23 giorni, il miracolo di Sofia Goggia

4 Gennaio 2023 di Stefano Olivari

Il giornalismo di solito esalta eventi sportivi normalissimi, figurarsi quelli eccezionali come il recupero di Sofia Goggia prima delle Olimpiadi di Pechino. La fuoriclasse bergamasca è la protagonista di 23 Giorni – Il miracolo di Sofia Goggia, il documentario che Sky ha mandato in onda in ogni angolo di palinsesto in questi giorni natalizi. È il racconto del periodo dall’infortunio nel Super-G di Cortina all’argento in discesa ai Giochi, inframmezzato da interviste alla stessa Goggia, a suoi amici e collaboratori, e soprattutto ai medici che l’hanno seguita, Herbert Schoenhuber e Andrea Panzeri.

Veniamo subito al punto: l’infortunio di Sofia Goggia è stato ingigantito? Domanda fatta sottovoce da diverse sue compagne e avversarie, e a voce più alta da Ninna Quario, ai suoi tempi campionessa anche lei ma ora soprattutto commentatrice e madre di Federica Brignone, certo non un’amica della Goggia. Sospetto anche di parte del pubblico, come dimostrato dal clamoroso risultato del sondaggio ‘Goggia o Brignone?‘.

I medici parlano di distorsione al ginocchio sinistro con lesione parziale del legamento crociato, piccola frattura del perone e sofferenza muscolo-tendinea. E dopo un iniziale pessimismo si convincono che a Pechino si possa andare ed anche con ambizioni: ad una Goggia che ancora non riesce a camminare Schoenhuber, che la conosce fin da quando era bambina, dice “Fra dieci giorni sei a sciare“. Insomma, grande recupero con grandissimi e dolorosi sacrifici della sciatrice, ma il miracolo rimane un’altra cosa.

Di Schoenhuber e Panzeri, rispettivamente ex ed attuale responsabile medico della federazione, ci è piaciuto molto l’atteggiamento, al tempo stesso empatico e concreto, insomma quello dei migliori medici. E della Goggia, nel documentario, colpisce non tanto la determinazione che fa parte del bagaglio di ogni campione, quanto la sua capacità di introspezione. Questa di solito mal si concilia con chi deve raggiungere un risultato e non può avere dubbi: tanti allenatori, scherzando ma non troppo, anzi teorizzano che gli atleti debbano essere stupidi o comunque privi di interessi. Se no come si può stare 8 ore al giorno a colpire una pallina o a tirare verso un canestro? La Goggia, pur piena di sé, non fa parte di questa categoria di ottusi e le domande se le è fatte e se le fa senza bisogno di essere su un letto di ospedale. Si rende conto che lo sci non è la risposta alle sue paure, ma avere una direzione forse sì.

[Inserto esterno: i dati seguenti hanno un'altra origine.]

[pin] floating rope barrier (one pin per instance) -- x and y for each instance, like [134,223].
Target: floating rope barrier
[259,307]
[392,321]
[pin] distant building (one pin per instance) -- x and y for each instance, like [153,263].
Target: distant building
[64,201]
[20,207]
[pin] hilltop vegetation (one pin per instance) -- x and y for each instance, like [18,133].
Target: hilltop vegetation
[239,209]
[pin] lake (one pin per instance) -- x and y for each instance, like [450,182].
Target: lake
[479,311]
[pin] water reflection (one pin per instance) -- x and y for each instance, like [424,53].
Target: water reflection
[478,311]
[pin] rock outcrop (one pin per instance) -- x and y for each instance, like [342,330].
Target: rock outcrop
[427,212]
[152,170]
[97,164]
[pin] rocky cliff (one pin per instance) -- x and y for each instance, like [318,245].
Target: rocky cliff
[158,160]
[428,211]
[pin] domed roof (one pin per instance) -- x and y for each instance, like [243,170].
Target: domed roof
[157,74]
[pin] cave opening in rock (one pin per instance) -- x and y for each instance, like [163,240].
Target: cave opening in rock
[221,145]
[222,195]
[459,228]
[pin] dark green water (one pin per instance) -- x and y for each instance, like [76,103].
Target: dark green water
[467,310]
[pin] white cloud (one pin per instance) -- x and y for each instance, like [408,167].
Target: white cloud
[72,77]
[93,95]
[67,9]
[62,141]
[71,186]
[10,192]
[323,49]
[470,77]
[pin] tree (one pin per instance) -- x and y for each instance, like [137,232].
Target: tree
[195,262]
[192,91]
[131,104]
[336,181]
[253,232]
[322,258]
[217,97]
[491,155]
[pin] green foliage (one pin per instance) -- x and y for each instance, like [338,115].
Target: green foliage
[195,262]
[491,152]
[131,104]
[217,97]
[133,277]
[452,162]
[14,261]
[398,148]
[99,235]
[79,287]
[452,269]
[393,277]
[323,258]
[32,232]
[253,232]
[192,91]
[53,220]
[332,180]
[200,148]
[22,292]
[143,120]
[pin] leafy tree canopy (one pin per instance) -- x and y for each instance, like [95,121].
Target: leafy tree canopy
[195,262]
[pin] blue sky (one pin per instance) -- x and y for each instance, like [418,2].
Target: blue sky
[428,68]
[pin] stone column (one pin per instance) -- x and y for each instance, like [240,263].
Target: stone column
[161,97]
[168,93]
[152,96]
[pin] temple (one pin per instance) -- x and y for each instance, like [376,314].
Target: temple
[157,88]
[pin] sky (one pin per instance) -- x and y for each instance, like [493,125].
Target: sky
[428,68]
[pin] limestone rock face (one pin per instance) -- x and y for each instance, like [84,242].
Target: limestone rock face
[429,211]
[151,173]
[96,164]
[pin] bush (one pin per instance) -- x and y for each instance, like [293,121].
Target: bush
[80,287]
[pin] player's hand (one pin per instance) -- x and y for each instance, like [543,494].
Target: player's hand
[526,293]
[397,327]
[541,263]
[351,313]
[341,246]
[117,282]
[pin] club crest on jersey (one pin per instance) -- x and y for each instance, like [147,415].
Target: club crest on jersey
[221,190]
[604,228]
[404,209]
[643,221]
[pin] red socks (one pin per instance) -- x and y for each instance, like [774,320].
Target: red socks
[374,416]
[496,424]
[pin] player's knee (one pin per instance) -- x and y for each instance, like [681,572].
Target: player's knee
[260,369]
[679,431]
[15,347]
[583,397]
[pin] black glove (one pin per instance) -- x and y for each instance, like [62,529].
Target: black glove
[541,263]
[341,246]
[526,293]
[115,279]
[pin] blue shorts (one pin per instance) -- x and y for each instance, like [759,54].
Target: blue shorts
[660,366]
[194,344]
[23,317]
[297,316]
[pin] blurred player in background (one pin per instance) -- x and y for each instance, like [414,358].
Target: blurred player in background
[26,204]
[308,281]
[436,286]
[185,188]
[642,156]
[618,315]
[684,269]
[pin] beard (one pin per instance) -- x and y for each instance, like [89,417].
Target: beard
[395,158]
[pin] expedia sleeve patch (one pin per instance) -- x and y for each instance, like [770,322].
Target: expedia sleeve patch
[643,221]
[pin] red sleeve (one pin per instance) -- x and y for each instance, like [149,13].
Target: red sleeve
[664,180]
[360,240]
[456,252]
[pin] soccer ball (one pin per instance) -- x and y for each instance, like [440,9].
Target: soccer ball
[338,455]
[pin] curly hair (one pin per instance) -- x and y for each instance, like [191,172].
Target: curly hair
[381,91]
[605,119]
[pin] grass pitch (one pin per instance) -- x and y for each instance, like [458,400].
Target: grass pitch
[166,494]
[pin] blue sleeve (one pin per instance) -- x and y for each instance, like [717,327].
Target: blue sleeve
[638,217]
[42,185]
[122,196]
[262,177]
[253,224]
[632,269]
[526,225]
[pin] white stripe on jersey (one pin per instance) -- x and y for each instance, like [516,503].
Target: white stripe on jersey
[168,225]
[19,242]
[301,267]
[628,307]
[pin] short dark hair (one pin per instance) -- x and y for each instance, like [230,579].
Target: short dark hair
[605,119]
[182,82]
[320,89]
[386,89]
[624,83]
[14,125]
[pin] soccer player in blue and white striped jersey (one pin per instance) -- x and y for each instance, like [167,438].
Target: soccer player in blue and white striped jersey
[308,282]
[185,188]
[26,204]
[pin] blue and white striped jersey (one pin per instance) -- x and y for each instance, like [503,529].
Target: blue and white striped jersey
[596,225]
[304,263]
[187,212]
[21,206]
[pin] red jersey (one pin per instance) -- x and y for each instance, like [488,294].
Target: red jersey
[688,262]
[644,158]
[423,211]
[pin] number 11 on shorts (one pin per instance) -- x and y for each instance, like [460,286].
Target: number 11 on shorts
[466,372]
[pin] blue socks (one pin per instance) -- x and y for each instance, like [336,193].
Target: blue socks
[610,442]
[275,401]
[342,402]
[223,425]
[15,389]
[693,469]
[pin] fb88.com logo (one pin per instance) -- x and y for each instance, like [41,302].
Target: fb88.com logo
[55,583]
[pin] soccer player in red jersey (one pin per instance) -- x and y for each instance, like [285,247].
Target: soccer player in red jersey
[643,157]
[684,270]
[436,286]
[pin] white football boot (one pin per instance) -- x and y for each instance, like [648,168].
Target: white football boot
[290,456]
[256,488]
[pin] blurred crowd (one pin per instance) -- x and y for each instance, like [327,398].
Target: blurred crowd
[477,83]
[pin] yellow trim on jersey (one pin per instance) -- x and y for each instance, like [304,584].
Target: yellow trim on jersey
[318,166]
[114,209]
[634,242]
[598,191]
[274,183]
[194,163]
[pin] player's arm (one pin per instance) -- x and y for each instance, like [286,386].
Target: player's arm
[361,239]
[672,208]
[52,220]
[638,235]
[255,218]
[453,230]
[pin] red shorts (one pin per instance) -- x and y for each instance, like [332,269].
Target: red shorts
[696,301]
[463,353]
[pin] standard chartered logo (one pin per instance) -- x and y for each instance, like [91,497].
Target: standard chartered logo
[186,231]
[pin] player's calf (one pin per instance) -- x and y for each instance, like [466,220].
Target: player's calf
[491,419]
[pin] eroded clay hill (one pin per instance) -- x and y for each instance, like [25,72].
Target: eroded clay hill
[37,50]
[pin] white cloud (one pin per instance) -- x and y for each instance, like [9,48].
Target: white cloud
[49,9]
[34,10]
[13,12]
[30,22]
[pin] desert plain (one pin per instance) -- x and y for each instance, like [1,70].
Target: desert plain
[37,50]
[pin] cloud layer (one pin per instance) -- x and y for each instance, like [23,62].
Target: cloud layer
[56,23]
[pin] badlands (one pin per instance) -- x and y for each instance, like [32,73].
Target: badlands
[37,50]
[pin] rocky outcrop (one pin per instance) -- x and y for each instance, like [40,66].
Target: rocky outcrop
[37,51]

In definitiva un documentario che si lascia guardare, anche per proporre alle bambine un modello migliore rispetto all’influencer labbruta e tatuata o alla giornalista scosciata che vuole essere giudicata per la sua professionalità. Certo non tutte le bambine che come la Goggia scrivono “Voglio diventare campionessa olimpica” poi lo diventano (bastasse questo, noi avremmo conquistato per 10 anni di fila il Grande Slam), in ogni caso volare (sognare) alto è meglio che volare basso. Guardando e ascoltando Sofia Goggia viene ovviamente in mente Lindsey Vonn: la forza è la nuova bellezza. Sarà anche per questo, per l’angolo del maschilismo, che le sciatrici ci piacciono tutte.